Critic: So, when he first shows up in the court — and he is defending himself, everybody — when he first does that, and they go, “Wow. I mean, yeah, he may be saying crazy, offensive stuff, but he’s riveting.” You believe it. You’re like, “Yeah, he actually is. He’s watchable.”
Ref: Yeah, that guy’s riveting.
Critic: And, then, his foil in the court, on her side, is Tom Wilkinson: perfect counterpoint; excellent, the way they go up against each other. So, when this movie shined, to me, is when it had lines on the page for the actors to go tit-for-tat, not just in court but even in the setup. When we got away from that, it was a little weaker to me. But you jump in, I don’t wanna say everything.
Ref: Well, you’ve done enough.
Critic: Oh. (laughter) OK. Thank you. I’ll be quiet. I’ve been chastised.
Ref: (laughing) No, you haven’t. (laughter) No, I just echo that. There’s really nothing to add there, because it’s a perfectly cast —
Ref: — movie. And, you know what? Maybe the writing isn’t as strong; maybe the music is a little bit much. But, you’re —
Critic: The music — Mm.
Ref: — not gonna walk away from this, kinda like, “Wow. That was a waste of my time.” Absolutely not. You’re gonna get a lot out of the performances.
Critic: Yeah. I mean, it’s a straightforward legal drama. It’s not anything new in that regard.
Critic: But, those performances are special. I think, because David Hare is a playwright, it shows.
Ref: Mm. Mm-hm.
Critic: Again, the clarity helps, because you know exactly what’s going on as it’s going on.
Critic: There’s no problem following the story, which I think was its strength, again. But, then, there’s a lack of nuance.
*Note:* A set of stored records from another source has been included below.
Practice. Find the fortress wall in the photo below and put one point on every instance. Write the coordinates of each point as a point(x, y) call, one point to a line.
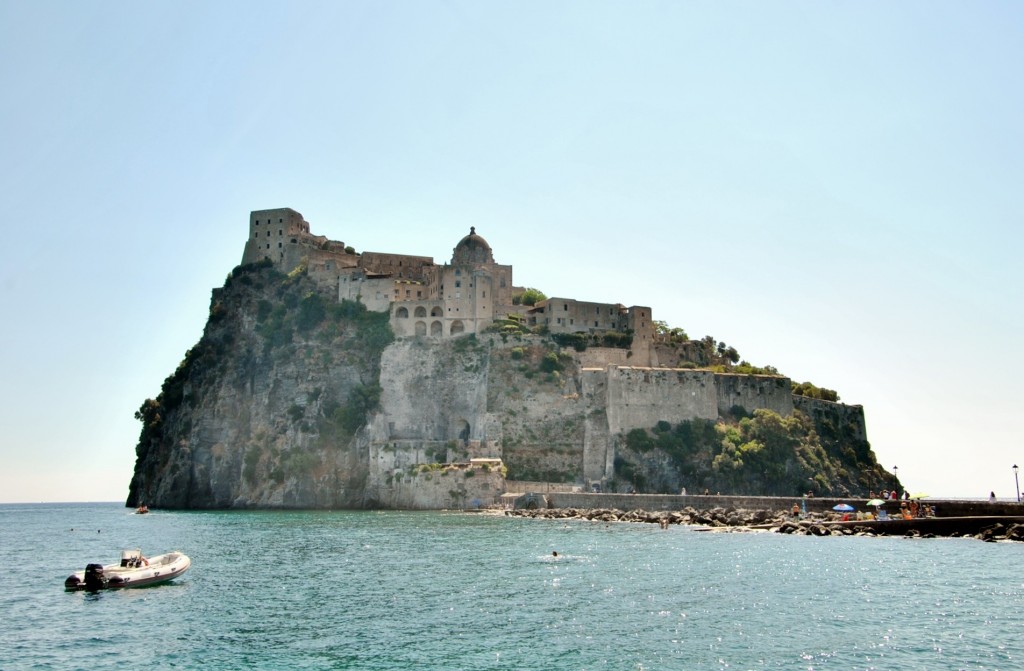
point(598, 454)
point(851, 417)
point(639, 397)
point(432, 392)
point(439, 490)
point(401, 266)
point(753, 391)
point(604, 357)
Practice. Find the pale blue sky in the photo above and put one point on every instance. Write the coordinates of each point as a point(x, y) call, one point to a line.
point(834, 189)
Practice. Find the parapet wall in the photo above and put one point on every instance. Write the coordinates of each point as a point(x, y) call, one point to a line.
point(753, 391)
point(850, 417)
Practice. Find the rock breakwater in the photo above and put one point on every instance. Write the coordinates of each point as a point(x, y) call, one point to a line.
point(782, 521)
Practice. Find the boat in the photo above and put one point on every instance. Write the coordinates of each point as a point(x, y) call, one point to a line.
point(133, 571)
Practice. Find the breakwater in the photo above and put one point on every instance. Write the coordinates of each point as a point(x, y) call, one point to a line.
point(815, 516)
point(943, 507)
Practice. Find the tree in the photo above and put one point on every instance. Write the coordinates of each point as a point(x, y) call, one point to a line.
point(530, 296)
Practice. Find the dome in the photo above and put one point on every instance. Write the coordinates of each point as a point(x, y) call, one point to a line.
point(472, 249)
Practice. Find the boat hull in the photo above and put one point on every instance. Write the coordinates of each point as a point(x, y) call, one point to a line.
point(161, 569)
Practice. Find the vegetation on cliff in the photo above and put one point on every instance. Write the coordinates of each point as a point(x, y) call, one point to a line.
point(760, 454)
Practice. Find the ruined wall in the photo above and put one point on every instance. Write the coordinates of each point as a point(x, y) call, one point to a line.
point(639, 397)
point(753, 391)
point(375, 293)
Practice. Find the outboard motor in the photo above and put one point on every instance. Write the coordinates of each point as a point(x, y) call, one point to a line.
point(94, 579)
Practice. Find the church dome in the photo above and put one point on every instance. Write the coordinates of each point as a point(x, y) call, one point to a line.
point(472, 249)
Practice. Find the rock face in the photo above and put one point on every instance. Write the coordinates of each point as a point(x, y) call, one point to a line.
point(294, 400)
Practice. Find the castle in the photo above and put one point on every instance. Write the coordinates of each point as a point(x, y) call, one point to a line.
point(424, 298)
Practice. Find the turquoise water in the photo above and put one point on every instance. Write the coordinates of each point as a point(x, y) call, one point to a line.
point(427, 590)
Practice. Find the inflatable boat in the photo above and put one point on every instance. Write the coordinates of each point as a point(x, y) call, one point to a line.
point(133, 571)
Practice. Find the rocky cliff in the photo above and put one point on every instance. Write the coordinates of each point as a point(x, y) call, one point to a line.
point(292, 399)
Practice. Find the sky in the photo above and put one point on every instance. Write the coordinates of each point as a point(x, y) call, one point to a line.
point(832, 189)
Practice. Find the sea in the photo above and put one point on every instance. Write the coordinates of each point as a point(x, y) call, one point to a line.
point(474, 591)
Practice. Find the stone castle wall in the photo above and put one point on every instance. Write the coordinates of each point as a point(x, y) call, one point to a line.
point(753, 391)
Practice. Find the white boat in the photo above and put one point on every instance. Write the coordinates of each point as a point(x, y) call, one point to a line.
point(133, 571)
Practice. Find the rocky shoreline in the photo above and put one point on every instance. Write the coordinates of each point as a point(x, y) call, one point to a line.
point(782, 521)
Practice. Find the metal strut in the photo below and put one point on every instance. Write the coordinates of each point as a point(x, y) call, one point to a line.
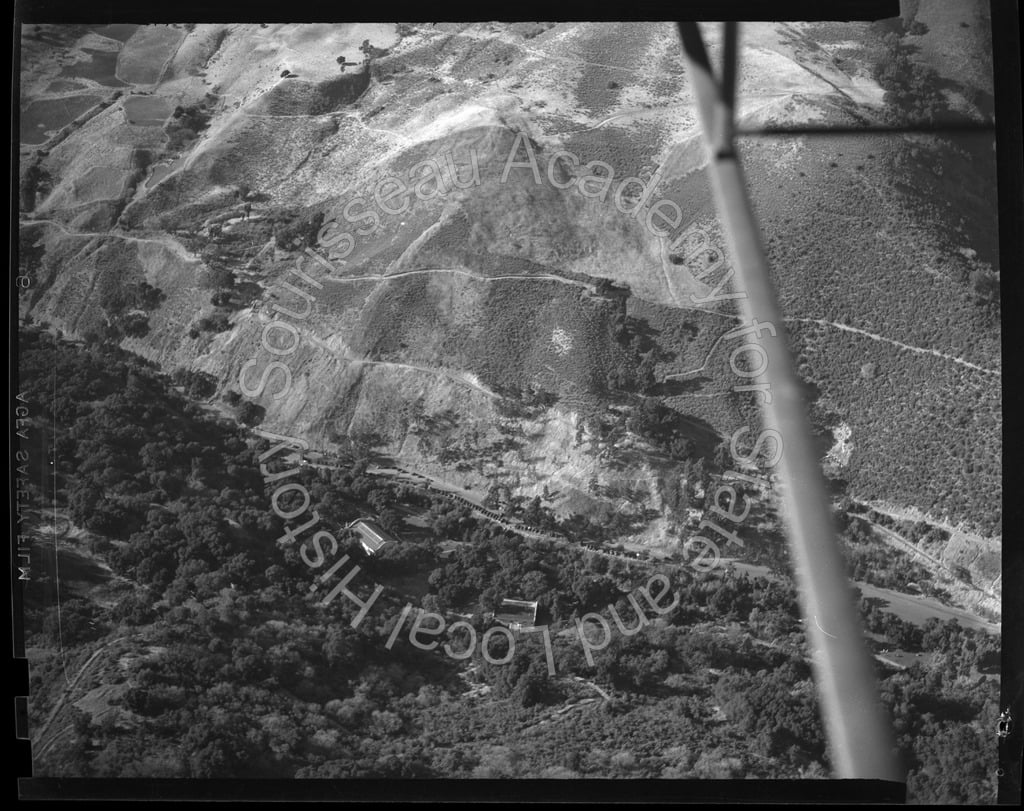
point(858, 728)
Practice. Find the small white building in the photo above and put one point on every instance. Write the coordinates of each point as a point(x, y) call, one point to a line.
point(373, 537)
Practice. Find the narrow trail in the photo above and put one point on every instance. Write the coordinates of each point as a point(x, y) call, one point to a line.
point(166, 241)
point(466, 272)
point(856, 331)
point(900, 344)
point(67, 691)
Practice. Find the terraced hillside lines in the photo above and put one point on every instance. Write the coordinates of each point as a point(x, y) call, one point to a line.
point(900, 344)
point(925, 431)
point(462, 379)
point(466, 272)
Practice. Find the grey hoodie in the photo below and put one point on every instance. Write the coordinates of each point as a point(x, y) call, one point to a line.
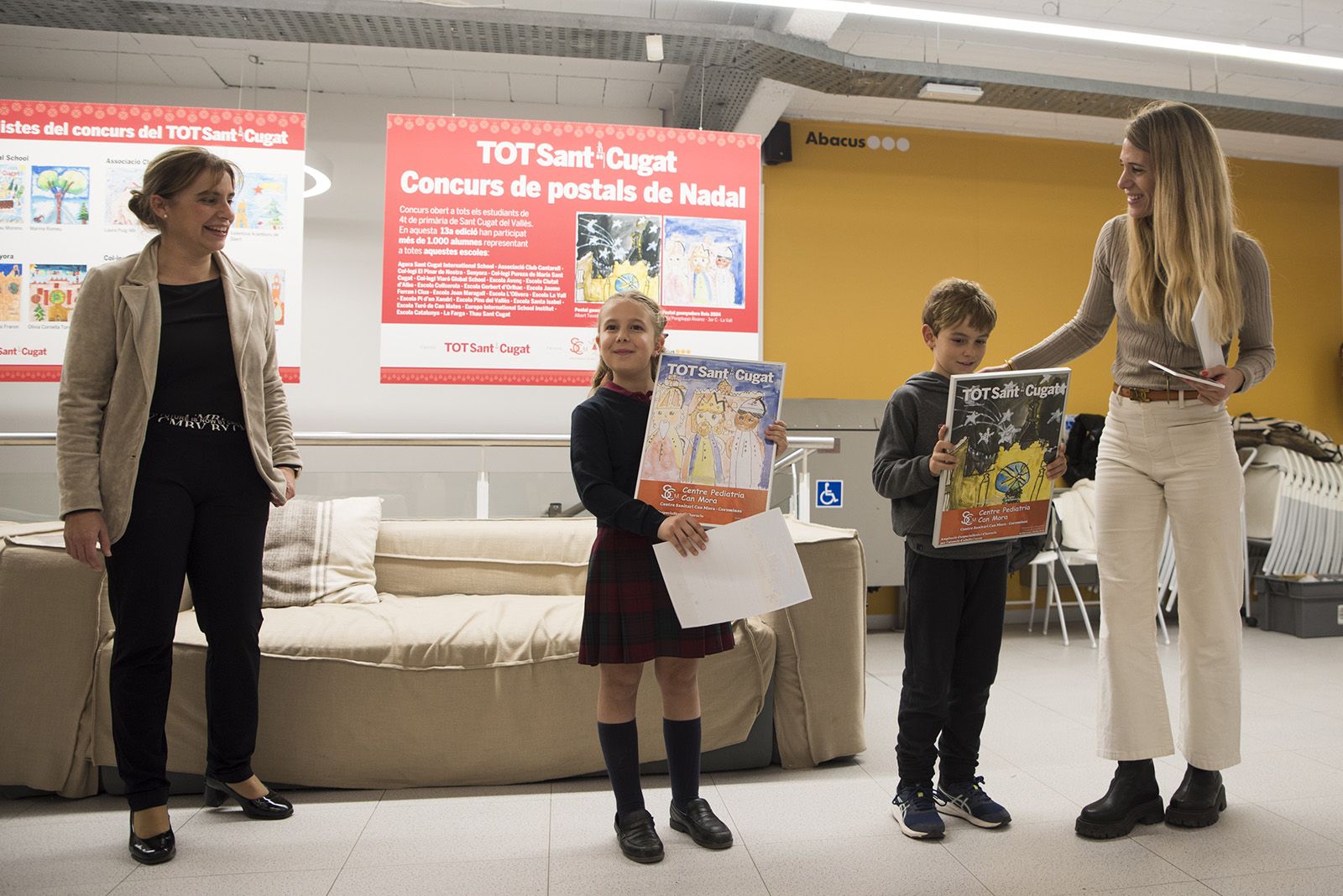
point(900, 468)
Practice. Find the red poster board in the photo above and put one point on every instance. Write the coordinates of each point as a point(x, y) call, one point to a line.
point(504, 237)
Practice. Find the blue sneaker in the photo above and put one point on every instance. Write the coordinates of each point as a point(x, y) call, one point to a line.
point(917, 812)
point(969, 801)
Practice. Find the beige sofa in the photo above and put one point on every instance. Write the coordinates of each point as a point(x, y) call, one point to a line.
point(463, 674)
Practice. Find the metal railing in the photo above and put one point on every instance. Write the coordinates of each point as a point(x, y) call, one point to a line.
point(799, 450)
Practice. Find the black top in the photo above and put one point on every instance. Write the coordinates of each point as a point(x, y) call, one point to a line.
point(606, 441)
point(196, 373)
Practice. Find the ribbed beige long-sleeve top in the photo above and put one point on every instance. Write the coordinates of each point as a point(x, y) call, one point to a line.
point(1107, 298)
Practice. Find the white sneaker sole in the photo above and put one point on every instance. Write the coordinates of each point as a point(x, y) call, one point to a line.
point(953, 809)
point(911, 832)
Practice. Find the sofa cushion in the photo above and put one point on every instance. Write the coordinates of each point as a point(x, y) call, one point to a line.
point(321, 550)
point(425, 557)
point(441, 632)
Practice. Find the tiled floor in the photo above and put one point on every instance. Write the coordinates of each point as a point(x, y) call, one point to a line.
point(821, 831)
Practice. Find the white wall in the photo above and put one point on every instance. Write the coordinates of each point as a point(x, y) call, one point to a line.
point(342, 273)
Critic: In particular, when it comes to Rachel Weisz’s lead character, Professor Lipstadt, there were just little problems with her. Because, as an audience, we’re ahead: We get it, and she doesn’t. So, I think a little more could’ve been written in there to bolster that, to make that make more sense. So, yeah. I mean, and there are some problems even with what was highlighted on the screen.
Critic: At the end, I thought that was a little weak. But, it kept my attention. Again, let’s say it once more: The acting!
Ref: Yeah, it’s stellar.
Critic: I mean, old boy, Andrew Scott, who was —
Critic: Moriarty in “Sherlock”: excellent. And, if, everybody, you wanna know what we mean by landing your lines, being in rhythm, all of that: This is the movie to watch, because they were hitting it out of the park. So, overall, for me, if you like legal dramas, you can definitely see this. You won’t be disappointed —
Ref: I don’t think you need to see it in the theater, though.
Critic: Yeah, that’s the thing, ‘cause the story isn’t really the strength: the way it’s told. It’s the presentation of the acting.
Ref: Yeah. Mm-hm.
Critic: So, if you go into a movie, going, “OK. I know I’m going to get that. I know it may not be surprising, but the acting’s great.” OK. Or, watch it at home, definitely.
Ref: Yeah. So, again, this comes out September 30. Listen, if you wanna check it out at the movie theater, go ahead and do that. But, guess what? It’s going to be just as good at home.